Metabolic impact of dietary glycine supplementation in individuals with severe obesity

The primary aim of this study was to determine whether oral glycine supplementation would correct its deficiency in individuals with severe obesity and to evaluate its impact on the metabolic pathways that are dependent on glycine availability, including the glycine conjugation detoxification pathway, GSH synthesis, and the 1-carbon cycle. We found that glycine supplementation significantly increased the plasma concentration of glycine and enhanced the formation and urinary excretion of several acylglycines. Glycine supplementation lowered plasma triglyceride, hepatic aminotransferases, and the GSG index, a biomarker of MASLD, without changes in body weight, insulin resistance, energy expenditure, or whole-body substrate oxidation rates. Plasma concentration of several metabolites involved in the 1-carbon cycle increased post-treatment, but the treatment did not affect RBC GSH or oxidative stress marker concentrations. These findings indicate that oral glycine supplementation corrected glycine deficiency in individuals with severe obesity, which in turn increased flux through the glycine conjugation pathway and the one-carbon cycle. Most importantly, these changes were associated with marked improvements in several biomarkers of liver health.

Glycine is conventionally regarded as a nutritionally non-essential amino acid. However, glycine deficiency develops when the human body cannot synthesize adequate glycine to meet its metabolic demand. In the late stages of pregnancy, slower glycine de novo synthesis limits the ability of adolescent mothers to maintain glycine flux and compromises fetal growth²². Similarly, we found that a diminished de novo glycine synthesis rate led to glycine deficiency in individuals with severe obesity³. These findings suggest simple measures, such as dietary supplementation, could be used to correct glycine deficiency. Glycine is the smallest amino acid and is rapidly absorbed. A single dose of dietary glycine raises plasma glycine concentration after 10 min²³, and earlier clinical trials showed that two weeks of dietary glycine supplementation at a similar dose to what was used in this study significantly raised glycine levels in individuals with glycine deficiency from HIV infection¹⁸, uncontrolled diabetes¹⁷, and old age^19,24. However, glycine supplementation has not been attempted in individuals with severe obesity, and the amount or duration of glycine required to correct glycine deficiency in individuals with severe obesity is unknown. Participants in this study consumed an average of 83 g of protein, translating to approximately 2.5 g of glycine per day.
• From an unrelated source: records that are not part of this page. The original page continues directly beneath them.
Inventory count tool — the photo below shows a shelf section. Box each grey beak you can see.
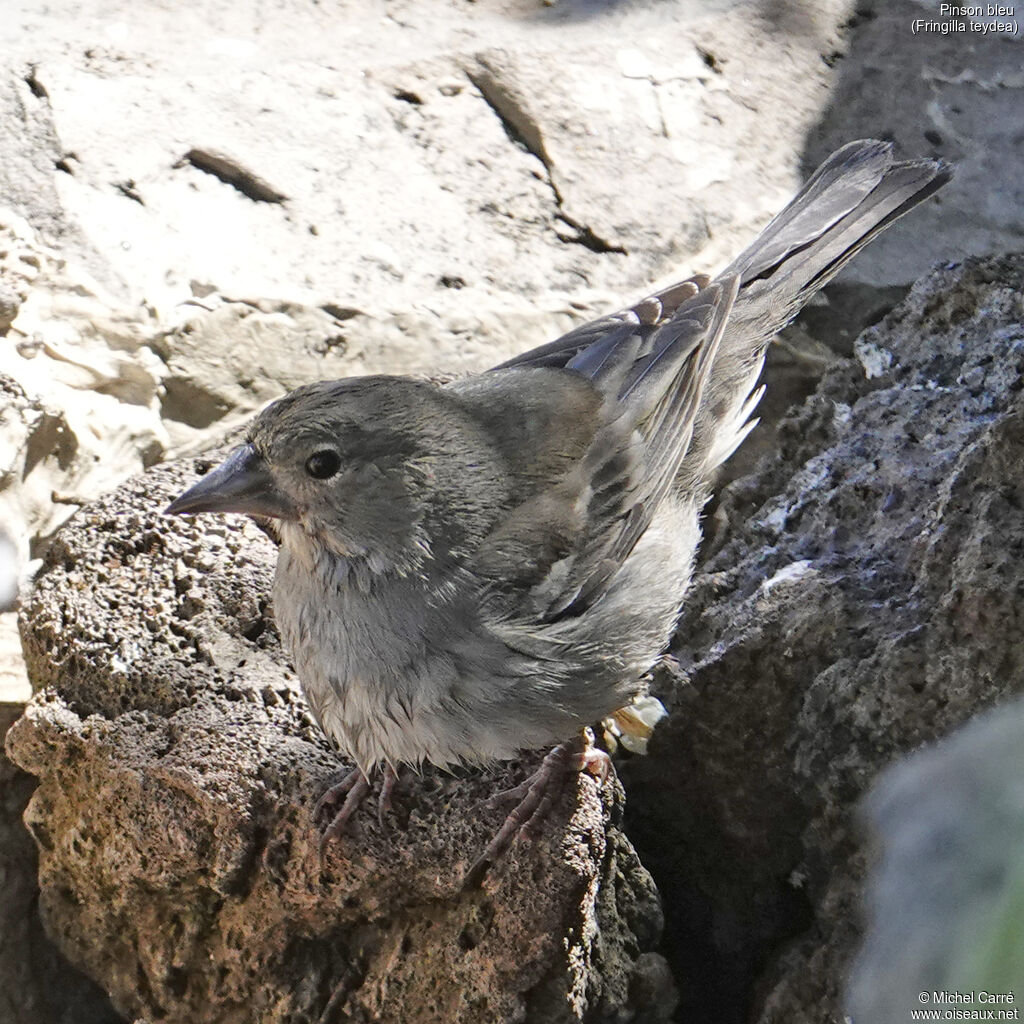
[164,444,298,519]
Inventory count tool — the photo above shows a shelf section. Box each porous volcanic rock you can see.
[622,256,1024,1024]
[8,460,674,1024]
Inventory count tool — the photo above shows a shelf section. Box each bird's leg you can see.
[377,763,398,828]
[465,729,611,888]
[313,768,370,860]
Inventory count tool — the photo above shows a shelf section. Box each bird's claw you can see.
[463,737,611,889]
[313,765,398,862]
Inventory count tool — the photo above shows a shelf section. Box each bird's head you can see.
[167,377,499,571]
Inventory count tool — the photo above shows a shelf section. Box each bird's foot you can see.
[464,730,611,889]
[313,765,398,860]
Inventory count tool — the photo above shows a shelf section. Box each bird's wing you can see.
[494,273,711,370]
[479,275,738,622]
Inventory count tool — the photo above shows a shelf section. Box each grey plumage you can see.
[170,141,950,823]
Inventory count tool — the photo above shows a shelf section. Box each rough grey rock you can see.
[847,700,1024,1024]
[622,249,1024,1024]
[804,0,1024,287]
[7,461,672,1024]
[0,700,120,1024]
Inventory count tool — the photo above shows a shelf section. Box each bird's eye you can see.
[306,449,341,480]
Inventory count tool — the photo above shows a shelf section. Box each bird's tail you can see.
[684,139,952,477]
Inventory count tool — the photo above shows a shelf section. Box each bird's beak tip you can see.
[164,444,295,518]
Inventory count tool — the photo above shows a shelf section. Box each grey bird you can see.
[161,140,951,878]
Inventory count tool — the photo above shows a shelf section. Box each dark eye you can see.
[306,449,341,480]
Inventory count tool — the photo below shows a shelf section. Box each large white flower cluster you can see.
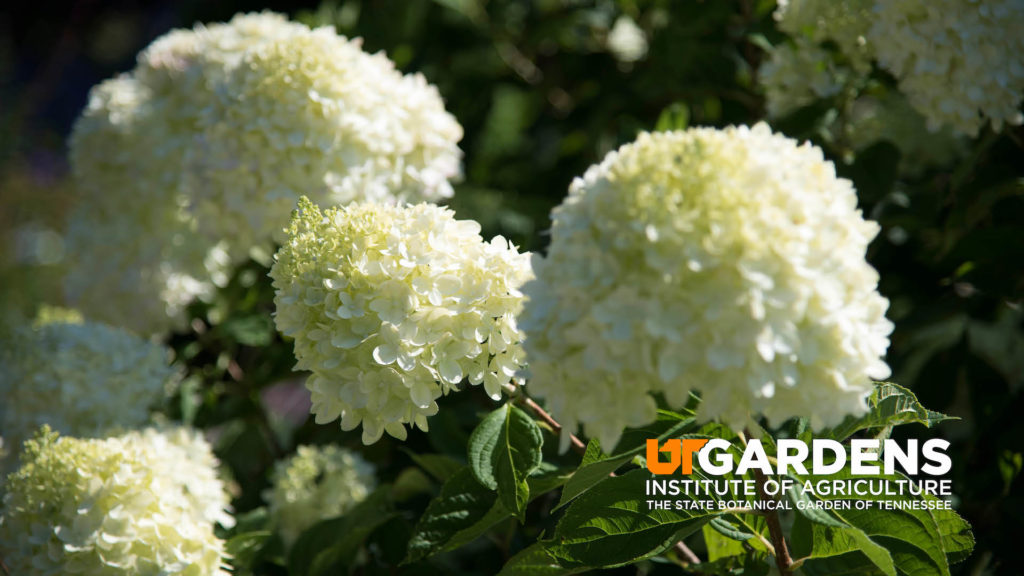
[869,0,1024,136]
[0,313,178,452]
[765,0,1024,136]
[129,424,234,528]
[0,430,227,576]
[68,13,462,334]
[263,446,377,547]
[843,91,967,177]
[270,198,530,444]
[758,38,852,118]
[519,124,892,450]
We demonstrated that treatment with glycine supplements at 100 mg/kg/day (4 times the amount of the participants’ dietary glycine intake) for two weeks raised plasma glycine concentration by 35%. This finding confirms glycine de novo synthesis is impaired in the obese state and should be considered a conditionally essential amino acid. In addition, because the study subjects were glycine deficient, the additional 1.9 g of nitrogen intake from glycine supplementation was unlikely to have resulted in a state of positive nitrogen balance and increased urine nitrogen excretion.
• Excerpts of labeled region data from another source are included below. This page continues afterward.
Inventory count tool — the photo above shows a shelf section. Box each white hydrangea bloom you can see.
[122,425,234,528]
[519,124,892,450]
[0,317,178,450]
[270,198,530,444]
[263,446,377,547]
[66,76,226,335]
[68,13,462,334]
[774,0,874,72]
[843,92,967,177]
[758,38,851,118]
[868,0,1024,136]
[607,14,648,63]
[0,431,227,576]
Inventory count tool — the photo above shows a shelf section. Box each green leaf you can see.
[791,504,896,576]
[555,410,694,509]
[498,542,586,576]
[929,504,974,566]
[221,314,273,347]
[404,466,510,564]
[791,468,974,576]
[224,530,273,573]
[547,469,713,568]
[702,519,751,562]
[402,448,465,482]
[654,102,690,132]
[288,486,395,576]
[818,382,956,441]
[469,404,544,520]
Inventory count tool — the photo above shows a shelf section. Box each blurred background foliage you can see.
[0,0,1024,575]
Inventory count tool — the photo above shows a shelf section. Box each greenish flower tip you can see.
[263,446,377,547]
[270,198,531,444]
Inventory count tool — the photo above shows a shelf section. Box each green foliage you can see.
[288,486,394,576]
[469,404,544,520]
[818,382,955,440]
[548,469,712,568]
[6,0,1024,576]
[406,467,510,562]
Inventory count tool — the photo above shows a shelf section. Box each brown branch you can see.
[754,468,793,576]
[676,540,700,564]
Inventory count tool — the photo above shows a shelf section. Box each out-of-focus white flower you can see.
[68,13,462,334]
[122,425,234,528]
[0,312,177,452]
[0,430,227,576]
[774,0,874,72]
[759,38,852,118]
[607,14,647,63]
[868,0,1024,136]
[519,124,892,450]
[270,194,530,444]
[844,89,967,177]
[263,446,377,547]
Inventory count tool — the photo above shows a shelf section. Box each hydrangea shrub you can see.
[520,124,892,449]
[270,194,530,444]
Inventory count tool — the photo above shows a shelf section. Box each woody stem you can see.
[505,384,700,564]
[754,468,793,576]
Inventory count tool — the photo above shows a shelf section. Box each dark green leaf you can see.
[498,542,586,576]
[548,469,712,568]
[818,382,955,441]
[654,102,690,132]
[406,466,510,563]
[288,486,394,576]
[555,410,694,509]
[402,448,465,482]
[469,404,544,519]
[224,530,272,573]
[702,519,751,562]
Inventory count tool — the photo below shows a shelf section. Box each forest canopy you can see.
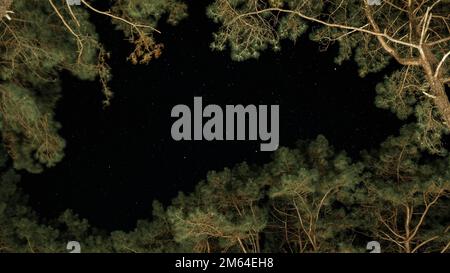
[0,0,450,253]
[0,127,450,253]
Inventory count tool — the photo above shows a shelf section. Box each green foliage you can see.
[208,0,450,154]
[0,131,450,253]
[0,0,186,173]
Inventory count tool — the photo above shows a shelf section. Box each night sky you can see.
[21,1,401,230]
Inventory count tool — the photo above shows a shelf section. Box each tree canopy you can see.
[0,0,450,253]
[0,126,450,253]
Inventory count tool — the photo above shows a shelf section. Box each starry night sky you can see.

Glycine participates in multiple metabolic reactions and is involved in the human body’s detoxification system. AcylCoAs, produced during cellular substrate metabolism, become metabolically toxic at high levels and must be cleared to maintain normal cellular function. The glycine conjugation pathway is a phase II detoxification reaction catalyzed by the mitochondrial enzyme glycine-N-acyltransferase. This reaction involves transferring the acyl group from acyl-CoA esters to the N-terminus of glycine to form N-acylglycines, which are cleared from the human body via urinary excretion. In obesity, accelerated substrate turnover rates result in a huge influx of substrates that require oxidation and clearance in the mitochondria. However, when the influx of substrates exceeds mitochondrial oxidative capacity, these intermediates accumulate in the liver as acylCoAs. This pathway serves as an alternative elimination route, but the short supply of glycine in the obese state may impair glycine conjugation and compromise this detoxification system. Several human and rodent studies found that obesity-associated glycine deficiency was associated with decreased urine excretion of acylglycines derived from acetylCoA and BCAA oxidation intermediates^21,24,25. Using stable-isotope tracers, we recently confirmed that obesity-associated glycine deficiency compromised the synthesis and clearance of endogenous and xenobiotic acylCoAs as acylglycines³.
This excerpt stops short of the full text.